Today, we still have this same problem. Law enforcement is more aggressive across the board, but particularly in poor, minority communities. Black people make up a vastly disproportionate percentage of arrested, convicted, and incarcerated in the United States—the most carceral nation on the planet. The Drug War is the most effective tool to harass and incarcerate young black men, but the underlying problem—that black people are treated differently, and thus fundamentally unfairly—is as old as America itself.

This is not to excuse criminality. Individuals are ultimately responsible for their own behavior and should be held accountable for their actions, particularly those of violence.

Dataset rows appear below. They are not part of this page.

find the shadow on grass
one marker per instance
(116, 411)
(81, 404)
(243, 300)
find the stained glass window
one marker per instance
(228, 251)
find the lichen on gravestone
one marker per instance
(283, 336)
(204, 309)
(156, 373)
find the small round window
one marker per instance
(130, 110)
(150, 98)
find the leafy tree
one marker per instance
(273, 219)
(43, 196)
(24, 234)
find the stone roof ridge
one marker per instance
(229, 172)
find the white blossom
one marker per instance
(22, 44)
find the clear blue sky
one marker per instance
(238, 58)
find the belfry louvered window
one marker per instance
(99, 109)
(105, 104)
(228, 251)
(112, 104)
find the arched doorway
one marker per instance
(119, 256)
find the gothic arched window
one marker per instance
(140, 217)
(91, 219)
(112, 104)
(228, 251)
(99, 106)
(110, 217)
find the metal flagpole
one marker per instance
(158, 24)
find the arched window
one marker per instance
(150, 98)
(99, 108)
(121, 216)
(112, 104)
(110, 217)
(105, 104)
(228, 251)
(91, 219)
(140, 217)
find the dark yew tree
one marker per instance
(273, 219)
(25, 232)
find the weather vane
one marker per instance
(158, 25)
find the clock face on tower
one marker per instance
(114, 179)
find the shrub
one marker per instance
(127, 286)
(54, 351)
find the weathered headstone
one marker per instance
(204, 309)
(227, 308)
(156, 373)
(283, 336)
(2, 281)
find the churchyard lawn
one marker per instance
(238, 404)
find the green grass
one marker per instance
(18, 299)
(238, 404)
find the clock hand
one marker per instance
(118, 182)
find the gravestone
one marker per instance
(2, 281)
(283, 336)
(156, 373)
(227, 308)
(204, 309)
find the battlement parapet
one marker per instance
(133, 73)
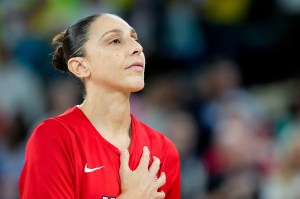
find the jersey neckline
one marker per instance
(89, 123)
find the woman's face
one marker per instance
(115, 58)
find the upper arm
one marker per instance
(171, 167)
(48, 170)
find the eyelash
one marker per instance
(118, 41)
(114, 41)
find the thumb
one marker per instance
(124, 161)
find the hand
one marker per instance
(142, 182)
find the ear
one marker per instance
(78, 67)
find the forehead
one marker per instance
(107, 22)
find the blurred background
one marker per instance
(222, 82)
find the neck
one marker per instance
(110, 114)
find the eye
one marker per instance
(115, 41)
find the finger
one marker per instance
(144, 162)
(160, 195)
(154, 166)
(160, 181)
(124, 160)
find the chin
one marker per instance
(137, 86)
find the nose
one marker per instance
(136, 48)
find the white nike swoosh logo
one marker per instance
(88, 170)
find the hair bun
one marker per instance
(58, 60)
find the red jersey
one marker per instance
(67, 158)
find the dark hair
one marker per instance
(70, 42)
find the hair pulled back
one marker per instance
(70, 42)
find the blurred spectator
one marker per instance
(284, 181)
(184, 132)
(21, 101)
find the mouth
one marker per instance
(136, 65)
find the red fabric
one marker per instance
(60, 148)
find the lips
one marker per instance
(136, 65)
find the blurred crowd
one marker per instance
(222, 81)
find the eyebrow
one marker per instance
(132, 31)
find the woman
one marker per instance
(82, 154)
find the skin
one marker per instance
(112, 69)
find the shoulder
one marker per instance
(52, 131)
(157, 140)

However, a population subjected to regular abuse by police, with little hope of economic success or anything but the most modest personal achievement, will have predictable outcomes. The proposed remedies for what is broadly called “black uplift” so often involve working strictly from within the ‘black community,’ without taking into account the pressures and inputs forced upon many of these communities by aggressive policing and discarded civil rights.

A recent book along these lines and against liberal government intervention in black Americans’ lives is titled “Please Stop Helping Us.”

“Please Stop Killing and Abusing Us” would be a better start.

As it is virtually impossible to maintain stable growth in a developing economy without property rights, it is similarly difficult to maintain a flourishing community in absence of civil rights. Those rights must be secured by a police force that engages and respects the community it serves. For many communities, that requires explicitly recognizing and rectifying the rift between the police and its black inhabitants.

The law may be colorblind. But, in America, law enforcement never has been. It’s time that police come to terms with that.